Hayati YALÇIN/ŞİRAN (Gümüşhane), (DHA)
Oluşturulma Tarihi: Mayıs 09, 2009 12:59
GÜMÜŞHANE’nin Şiran İlçesi'ne bağlı Araköy Köyü yakınlarında faaliyet gösteren taşocağının çevreye ve tarihi eserlere zarar verdiğini ileri süren köylüler, pankartlı eylem yaptı.
Taşocağının faaliyetinin durdurulması için Trabzon Bölge İdare Mahkemesi’ne açtıkları davayla ilgili bilirkişi incelemesi sırasında eylem yapan köylüler, “Taşocağının maddi bir getirisi yok ama bu bölgede turizme yönelik birçok tarihi eser mevcut” dedi.

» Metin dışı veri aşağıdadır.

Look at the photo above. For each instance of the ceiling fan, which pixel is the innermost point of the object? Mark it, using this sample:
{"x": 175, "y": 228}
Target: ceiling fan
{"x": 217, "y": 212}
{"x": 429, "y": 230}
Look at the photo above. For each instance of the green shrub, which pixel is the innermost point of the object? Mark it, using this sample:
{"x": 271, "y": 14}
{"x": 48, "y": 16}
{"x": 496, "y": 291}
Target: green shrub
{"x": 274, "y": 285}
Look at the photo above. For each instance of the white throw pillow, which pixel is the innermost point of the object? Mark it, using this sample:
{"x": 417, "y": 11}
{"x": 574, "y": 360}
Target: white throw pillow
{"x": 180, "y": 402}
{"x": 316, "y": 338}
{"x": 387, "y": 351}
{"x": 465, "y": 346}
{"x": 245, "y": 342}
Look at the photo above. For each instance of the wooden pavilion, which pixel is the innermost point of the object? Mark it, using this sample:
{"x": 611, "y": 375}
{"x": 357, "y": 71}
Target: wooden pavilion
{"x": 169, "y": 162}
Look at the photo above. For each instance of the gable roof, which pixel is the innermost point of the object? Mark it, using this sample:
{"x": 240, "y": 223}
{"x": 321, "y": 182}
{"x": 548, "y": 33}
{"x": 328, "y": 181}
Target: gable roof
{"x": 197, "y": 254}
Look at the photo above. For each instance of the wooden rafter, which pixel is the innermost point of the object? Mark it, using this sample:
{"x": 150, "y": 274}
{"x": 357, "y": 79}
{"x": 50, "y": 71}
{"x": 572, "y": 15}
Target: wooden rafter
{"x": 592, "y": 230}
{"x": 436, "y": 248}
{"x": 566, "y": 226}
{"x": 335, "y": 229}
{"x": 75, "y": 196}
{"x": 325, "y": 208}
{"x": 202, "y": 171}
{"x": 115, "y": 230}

Araköy Köyü’ne 2 kilometre uzaklıktaki Marafırın mevkiinde, 1.5 yıl önce işletilmeye başlanan taş ocağı, köylülerin tepkisini çekti. Taşocağındaki çalışmaların mera alanlarına ve bölgedeki tarihi kaya mezarlarına zarar verdiğini ileri süren Araköy sakinleri, yaklaşık 1 yıl önce önce taş ocağının faaliyetlerinin durdurulması istemiyle Trabzon Bölge İdare Mahkemesi’ne dava açtı.
Mahkemenin atadığı bilirkişi heyeti, dün taş ocağı ve çevresinde inceleme yaptı. Bilirkişi heyetinin alana gelişi sırasında Araköylüler, üzerinde ‘Köyümü seviyorum, satılık değildir’, ‘Birlik içinde hakkımızı arayacağız’ yazılı pankartlar açtı ve çalışmaları takip etti. Köylülere İstanbul’dan otobüslerle gelen yakınları da destek verdi.
Yağmura rağmen heyet çalışmalarını bitirene kadar bölgede kalan köylüler, mera alanlarında ve tarihi kaya mezarlarına yakın bölgede yapılan çalışmaların bir an önce durdurulmasını istedi. Araköy Kalkındırma ve Dayanışma Derneği Başkanı Erol Yılmaz, köyün içme suyunun, merasının ve tarihi dokunun olduğu bölgede taş ocağı işletilmesine tepki gösterdiklerini belirterek, şunları söyledi:
“Taş ocağının olduğu bölge bizim tek mera alanımızdır. Bu arazinin Hazine arazisine çevrilerek taş ocağı olarak kiralanmasına karşıyız. İnsanlarımız taş ocağı nedeniyle çok gerildi. İstanbul’dan dört otobüs kiralayarak keşif için geldik. Bu bölgede tarihi kaya mezarlarımız var. Bu ocak çalışmaya devam ederse mezarlar da tahrip olacak. Taş ocağının işletilmesi köyümüzün bir anlamda sonu olur. Hukuk mücadelemizi sürdürüyoruz. Yetkililerin de bu konuda daha duyarlı olmasını istiyoruz. Taş ocağı tam olarak çalıştığı zaman su kaynaklarımızın, meramızın ve hepsinden önemlisi tarihin yok olacağı endişesini taşıyoruz.”
Jandarmanın geniş güvenlik önlemleri aldığı keşfi olay çıkarmadan izleyen köylüler adına bilirkişi heyetiyle konuşan Avukat İsmail Taştan, taş ocağının çok fazla maddi getirisi olmadığını belirterek, “Davaya konu olan bu bölgede turizme yönelik birçok tarihi eser mevcut. Köylüler de burada demokratik tepkisini gösteriyor” dedi.
BÖLGEDE 12 KAYA MEZARI VAR
Doç.Dr. Süleyman Çiğdem’in Gümüşhane ve Çevresinin Arkeolojik İncelemeleri isimli eserinde, milattan önce 4'üncü yüzyılda Roma döneminden kalma olduğu belirtilen 12 kaya mezarı hakkında, “Bölgede bulunan kaya mezarlıkları, kare planlı ve tek odalı, 3 sekili, klineli (ölü çukuru), girişleri anıtsal, işlendikleri yüzeyle doğru orantılı olarak silme veya silmesiz olup genelde iyi işçiliklidir. Diğer kaya mezarlıklarından farklı olarak etrafındaki kalıntılarla bir kompleksi andırmaktadır. Çevresinde bulunan sunu çukurları ve nişlerle bölgedeki ölü kültü gelenekleriyle ilgili önemli ipuçları vermektedir” bilgisi yer alıyor.